娲恬心中也总算踏实了一些,不过他的眉头依然紧锁,这业障转嫁可是随时会遭到反噬的,他小心翼翼地感应着自身,生怕一个不留神遭到天谴。
业火焚身,雷鹰感受到了极致的痛苦。那种痛苦与身体没有丝毫的关系,而是灵魂。他的灵魂仿佛进入了无边的炼狱,仿佛被地底的岩浆铺天盖地盖住,那灼烧感觉比之听雷闪电劫伤害更加复杂,似有毒和热惧重,饶是以他如今精神力之强悍也难忍受。他相信,他最多可以在这样的灼烧之感下坚持一分钟。一分钟之后,生死难料。他有些不明白为什么自己身无业障却能被这业火所烧。立即的,他怀疑是娲恬在从中使坏,但是此刻的他奇痛难耐,又被束住手脚,丝毫没有反抗和逃脱的能力只能撕心裂肺地咒骂着:“娲恬,你卑鄙!无耻,你就算用手段赢了我,也休想用我要挟师兄前来!”

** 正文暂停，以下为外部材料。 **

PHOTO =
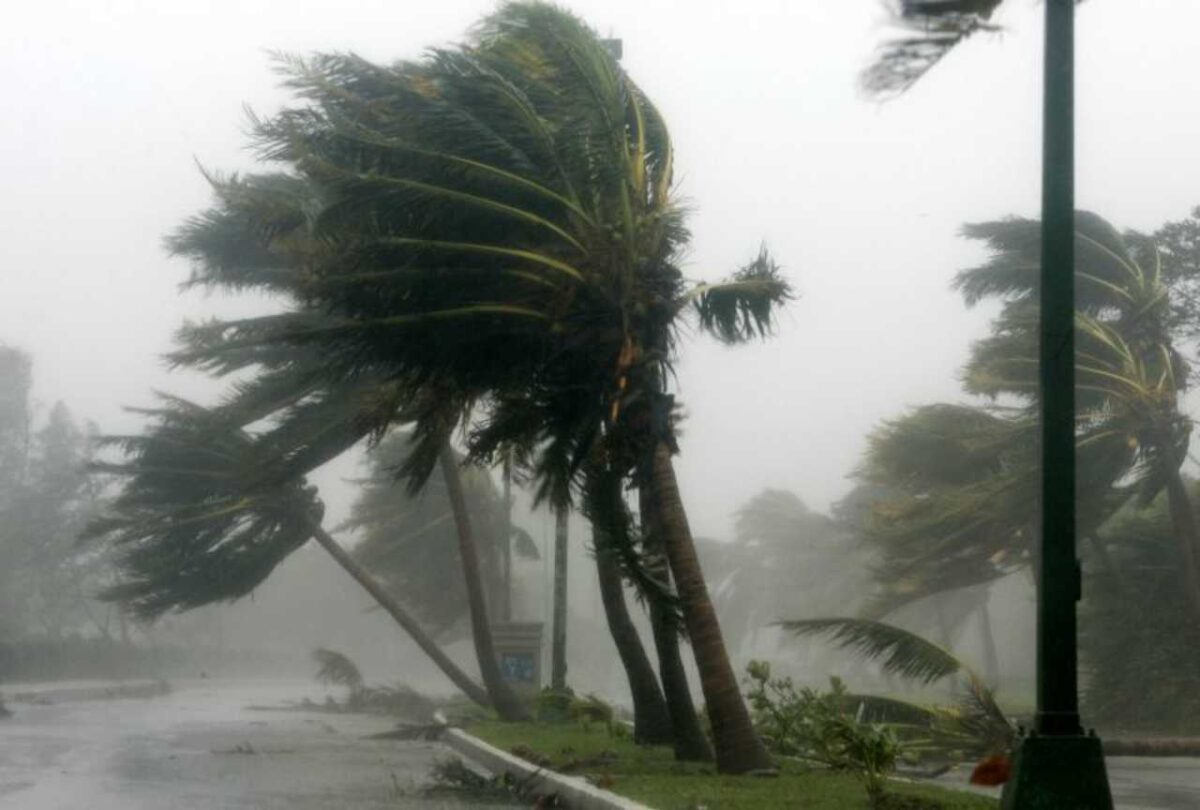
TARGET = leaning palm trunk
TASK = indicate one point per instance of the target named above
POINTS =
(690, 743)
(738, 748)
(1187, 534)
(387, 601)
(503, 699)
(652, 723)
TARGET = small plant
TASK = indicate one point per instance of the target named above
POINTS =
(589, 709)
(555, 705)
(798, 721)
(871, 753)
(336, 669)
(814, 725)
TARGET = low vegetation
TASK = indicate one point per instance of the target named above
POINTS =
(652, 775)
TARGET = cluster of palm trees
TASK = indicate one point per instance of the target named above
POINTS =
(483, 244)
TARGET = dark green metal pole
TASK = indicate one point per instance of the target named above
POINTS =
(1057, 677)
(558, 641)
(1057, 767)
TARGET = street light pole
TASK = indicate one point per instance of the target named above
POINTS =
(1057, 766)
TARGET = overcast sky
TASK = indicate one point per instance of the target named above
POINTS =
(108, 105)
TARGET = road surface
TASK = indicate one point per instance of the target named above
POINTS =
(203, 748)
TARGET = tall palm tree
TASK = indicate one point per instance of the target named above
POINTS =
(1129, 376)
(498, 220)
(409, 543)
(205, 515)
(960, 478)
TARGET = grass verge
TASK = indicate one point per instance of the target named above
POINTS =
(649, 774)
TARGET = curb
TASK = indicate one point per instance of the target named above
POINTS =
(101, 691)
(575, 792)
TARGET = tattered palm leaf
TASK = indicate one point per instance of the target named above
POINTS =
(899, 652)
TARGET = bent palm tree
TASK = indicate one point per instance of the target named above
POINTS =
(959, 479)
(498, 220)
(204, 516)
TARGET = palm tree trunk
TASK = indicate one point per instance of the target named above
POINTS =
(652, 723)
(504, 700)
(738, 748)
(505, 605)
(689, 739)
(402, 617)
(990, 655)
(1187, 535)
(558, 640)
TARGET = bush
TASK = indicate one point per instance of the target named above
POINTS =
(805, 723)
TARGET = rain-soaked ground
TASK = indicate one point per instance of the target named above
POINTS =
(203, 747)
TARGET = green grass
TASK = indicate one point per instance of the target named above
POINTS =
(649, 774)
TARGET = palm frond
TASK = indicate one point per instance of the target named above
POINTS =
(744, 306)
(899, 652)
(933, 28)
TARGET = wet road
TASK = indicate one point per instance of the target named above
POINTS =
(203, 748)
(1137, 783)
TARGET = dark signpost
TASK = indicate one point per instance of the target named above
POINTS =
(1057, 766)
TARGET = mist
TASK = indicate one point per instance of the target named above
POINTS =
(119, 111)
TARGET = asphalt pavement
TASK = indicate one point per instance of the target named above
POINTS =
(203, 747)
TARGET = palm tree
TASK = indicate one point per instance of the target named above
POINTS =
(931, 29)
(498, 221)
(690, 743)
(979, 727)
(1129, 376)
(207, 514)
(958, 479)
(409, 543)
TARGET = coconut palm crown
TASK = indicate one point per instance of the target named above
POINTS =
(492, 233)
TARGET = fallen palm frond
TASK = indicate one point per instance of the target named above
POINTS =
(903, 653)
(977, 726)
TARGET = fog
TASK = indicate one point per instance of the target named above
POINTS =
(112, 108)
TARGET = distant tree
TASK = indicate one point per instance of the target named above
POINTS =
(785, 559)
(47, 582)
(1175, 249)
(408, 540)
(959, 479)
(1139, 640)
(205, 514)
(496, 226)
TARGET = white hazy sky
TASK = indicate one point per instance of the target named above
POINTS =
(108, 105)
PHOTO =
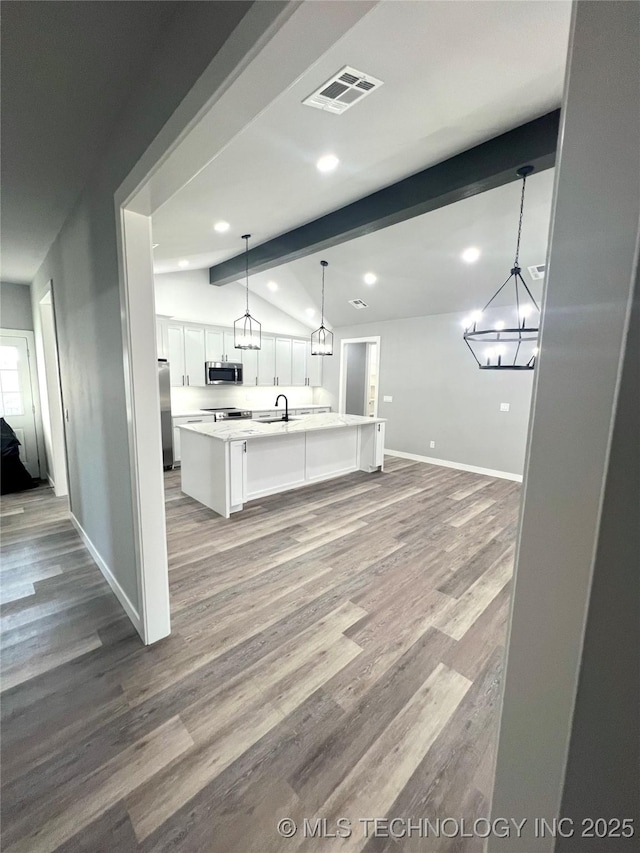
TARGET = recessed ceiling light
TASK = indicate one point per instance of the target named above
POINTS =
(471, 255)
(327, 163)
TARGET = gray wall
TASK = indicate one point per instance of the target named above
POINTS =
(439, 394)
(356, 358)
(15, 306)
(83, 263)
(569, 736)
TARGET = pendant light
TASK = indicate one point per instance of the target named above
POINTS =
(504, 337)
(322, 338)
(247, 331)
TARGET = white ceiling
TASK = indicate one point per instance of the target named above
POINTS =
(455, 74)
(418, 262)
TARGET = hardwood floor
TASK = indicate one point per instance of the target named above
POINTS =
(336, 653)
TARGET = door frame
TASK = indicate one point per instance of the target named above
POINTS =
(61, 489)
(342, 393)
(35, 391)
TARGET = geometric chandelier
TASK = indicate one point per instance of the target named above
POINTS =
(507, 344)
(247, 331)
(322, 338)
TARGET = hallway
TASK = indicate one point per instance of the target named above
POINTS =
(317, 645)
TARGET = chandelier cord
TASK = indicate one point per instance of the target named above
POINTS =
(246, 239)
(517, 260)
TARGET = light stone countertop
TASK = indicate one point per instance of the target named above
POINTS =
(198, 413)
(246, 429)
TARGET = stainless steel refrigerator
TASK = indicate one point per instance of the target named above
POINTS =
(164, 382)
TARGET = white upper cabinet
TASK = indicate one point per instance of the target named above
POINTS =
(175, 347)
(214, 344)
(314, 369)
(299, 362)
(194, 355)
(267, 361)
(283, 361)
(230, 352)
(249, 366)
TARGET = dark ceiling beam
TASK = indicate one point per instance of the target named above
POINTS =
(484, 167)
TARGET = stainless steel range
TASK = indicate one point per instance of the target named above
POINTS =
(224, 414)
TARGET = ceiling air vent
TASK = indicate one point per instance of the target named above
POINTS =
(537, 271)
(342, 91)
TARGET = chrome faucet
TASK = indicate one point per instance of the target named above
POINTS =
(285, 417)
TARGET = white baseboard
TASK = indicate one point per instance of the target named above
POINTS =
(119, 593)
(460, 466)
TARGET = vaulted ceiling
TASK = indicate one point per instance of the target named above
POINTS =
(455, 75)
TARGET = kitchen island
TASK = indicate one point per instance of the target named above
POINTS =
(227, 464)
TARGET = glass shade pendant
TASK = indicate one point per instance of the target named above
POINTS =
(247, 331)
(505, 337)
(322, 338)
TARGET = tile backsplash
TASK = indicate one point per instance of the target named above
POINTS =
(246, 397)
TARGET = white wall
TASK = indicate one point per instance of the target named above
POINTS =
(440, 395)
(189, 296)
(83, 263)
(15, 306)
(569, 727)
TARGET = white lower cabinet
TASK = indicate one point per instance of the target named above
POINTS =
(177, 422)
(237, 473)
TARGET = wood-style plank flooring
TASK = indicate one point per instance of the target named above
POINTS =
(336, 653)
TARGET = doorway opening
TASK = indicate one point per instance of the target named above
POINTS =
(359, 373)
(18, 395)
(51, 398)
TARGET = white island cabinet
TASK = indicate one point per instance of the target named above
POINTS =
(225, 465)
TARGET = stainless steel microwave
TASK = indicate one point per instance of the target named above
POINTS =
(223, 373)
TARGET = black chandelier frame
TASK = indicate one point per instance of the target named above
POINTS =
(516, 334)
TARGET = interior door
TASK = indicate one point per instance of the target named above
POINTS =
(16, 398)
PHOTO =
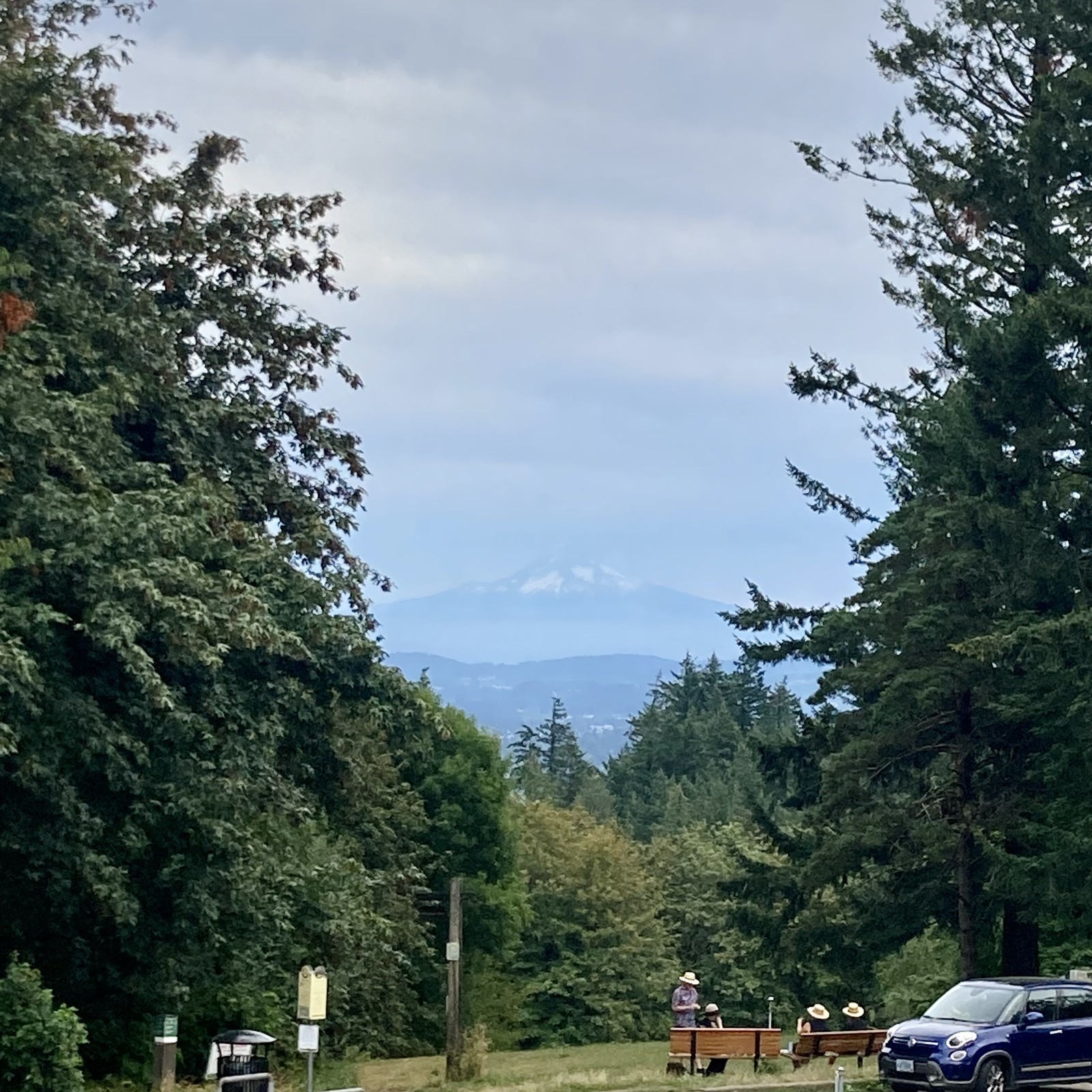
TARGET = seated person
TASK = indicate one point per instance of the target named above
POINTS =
(855, 1019)
(711, 1018)
(815, 1019)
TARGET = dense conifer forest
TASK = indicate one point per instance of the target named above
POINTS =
(207, 775)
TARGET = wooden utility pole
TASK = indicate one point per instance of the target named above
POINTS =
(455, 959)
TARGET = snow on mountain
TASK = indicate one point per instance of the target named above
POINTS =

言长老见雷鹰在业火之中挣扎,之前交手的失利和监牢的损坏的气愤一下烟消云散,他甚至开始口嗨道:“大胆,竟敢辱骂城主。城主这人等下死活都不能留了,若是放过他,您的尊严何在,我们冰封城的威严何在!一定要杀一儆百以儆效尤!”
娲恬目光微动,他无法理解,他与雷鹰无冤无仇,甚至连玄乌都没有让他对雷鹰出手,这言长老却一心想置雷鹰于死地。
不敢言长老也是人精,一眼就看出了娲恬心中所想,立即解释道:“域主!这是一个机会。雷鹰这种人不除,日后必为大患。我们与他们本来就已经是不可调和的矛盾了,切不可一时心慈手软埋下祸根啊!”
娲恬顿觉言之有理,玄乌与邱辞是不死不休的关系,相当于自己也与之没有回旋的余地。抓住一个斩一个,抓住一双斩一双。想到这里,他有些后悔放走那两个女子了。她们虽然实力不怎么样,但是注定了成了敌人。对敌人仁慈,就是对自己残忍。
娲恬摇了摇头道:“雷鹰!你不要怪我!要怪就怪你跟错了人!左右,加大业火力度!”
两个业火神官自从雷鹰有了反应以来,原本看不到希望的她们心中又重燃了火焰,争取着一鼓作气将业火的伤害达到极致。再次被娲恬催促,她们心中叫苦不迭,但是似乎胜利在望,她们也没有再有所保留,火力全开。